London-based boundary pushing five piece Lunch Money Life are back with their new single, the curiously-titled ‘Jimmy J Sunset’, a track that shimmers with a blend of jazz-fusion, Jungle and Thrash, spurning solos in favour of hyper maximalism. Lunch Money Life have already shown their propensity for creating tracks out of riffs that crisscross with a riotous fervour, and ‘Jimmy J Sunset’ is no different.
The new single comes as a response of sorts to their previous single, ‘Nicolas Cage Please Get In Touch’, after reportedly receiving a cease and desist from Cage’s Hollywood lawyer, ‘Jimmy J Sunset’. The band explain: “Last summer we had a run in with an aggressive American lawyer, an experience so stressful we had to write a song about it. “Jimmy J Sunset” is an expression of the pure anxiety felt when one of your childhood heroes decides to begin legal proceedings against you.”

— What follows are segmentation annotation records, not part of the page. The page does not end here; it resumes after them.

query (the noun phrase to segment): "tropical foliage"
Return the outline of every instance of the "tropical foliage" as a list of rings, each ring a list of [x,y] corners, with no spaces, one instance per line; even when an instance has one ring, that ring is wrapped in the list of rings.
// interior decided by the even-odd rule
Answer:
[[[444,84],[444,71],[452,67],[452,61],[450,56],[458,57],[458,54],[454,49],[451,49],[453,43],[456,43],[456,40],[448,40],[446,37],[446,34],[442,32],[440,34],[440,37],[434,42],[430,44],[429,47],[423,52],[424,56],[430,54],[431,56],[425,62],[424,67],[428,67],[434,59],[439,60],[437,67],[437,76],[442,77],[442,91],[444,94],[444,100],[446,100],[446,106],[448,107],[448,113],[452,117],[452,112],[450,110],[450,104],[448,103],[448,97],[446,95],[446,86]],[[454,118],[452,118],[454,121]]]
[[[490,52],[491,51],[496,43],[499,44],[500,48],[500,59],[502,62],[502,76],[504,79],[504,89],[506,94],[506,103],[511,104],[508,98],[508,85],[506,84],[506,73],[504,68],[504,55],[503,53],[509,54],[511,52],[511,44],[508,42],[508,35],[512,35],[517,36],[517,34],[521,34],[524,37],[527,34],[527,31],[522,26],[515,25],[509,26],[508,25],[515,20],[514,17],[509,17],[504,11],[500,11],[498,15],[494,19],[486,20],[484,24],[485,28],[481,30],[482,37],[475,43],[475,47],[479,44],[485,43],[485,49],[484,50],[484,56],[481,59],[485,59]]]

Late last year, Lunch Money Life released their industrial, shapeshifting EP ‘Tarmac the Lake’ via Wolf Tone which features the aforementioned ‘Nicolas Cage Please Get In Touch’ alongside lead single ‘Human Sacrifice,’ which opens the EP with a piercing scream, then plunges into a pummelling industrial beat, before shapeshifts hypnotically before your ears into a serpentine progressive jazz melody which flits in and out of focus.
Using the church that Spencer Martin plays organ for as their rehearsal space, plus sporadic sessions elsewhere, over the past few years Lunch Money Life – completed by his friends Stewart Hughes, Sean Keating and Luke Mills-Pettigrew, plus his brother Jack – recorded what would become their debut album, 2020’s ‘Immersion Chamber’. It’s a record that runs the gamut; combining gorgeous and glacial swells of electronically augmented brass, skull-rattling heavy psych grooves and more, with nimble twists and turns of pace at every corner of its labyrinthine structure.
Thanks in part to a supreme mixing job by Danalogue, of The Comet Is Coming it was a dark and dramatic trip, what the band semi-jokingly (and somewhat prophetically, given that it was released just a month into the first coronavirus lockdown) described as ‘apocalypse music’. If at their most sporadic they could produce a record so intense, they wondered, just how far could they take it going forwards?
The band had been active in one form or another for almost a decade, since they started as the twelve-piece musical wing of a charity venture that failed to take off, but when their debut album was finished they hit the reset button. At the same time, the band moved churches following repeated robberies – the hard drive containing all their music survived only by chance – upping sticks to a sister church in Hackney, which has a lockable inside door. Concurrently they streamlined their gear, the Martin brothers cramming their sprawling equipment into custom-made live setups.
For all their theatrics on record, Lunch Money Life’s peak has always been found when playing live with one another. They deliver a blistering show, pushing their considerable instrumental skills to the brink of all-out collapse, yet like so many others the band were entirely deprived of that release once lockdown began. Now the end is in sight, Lunch Money Life are not just at their sharpest, but their boldest too.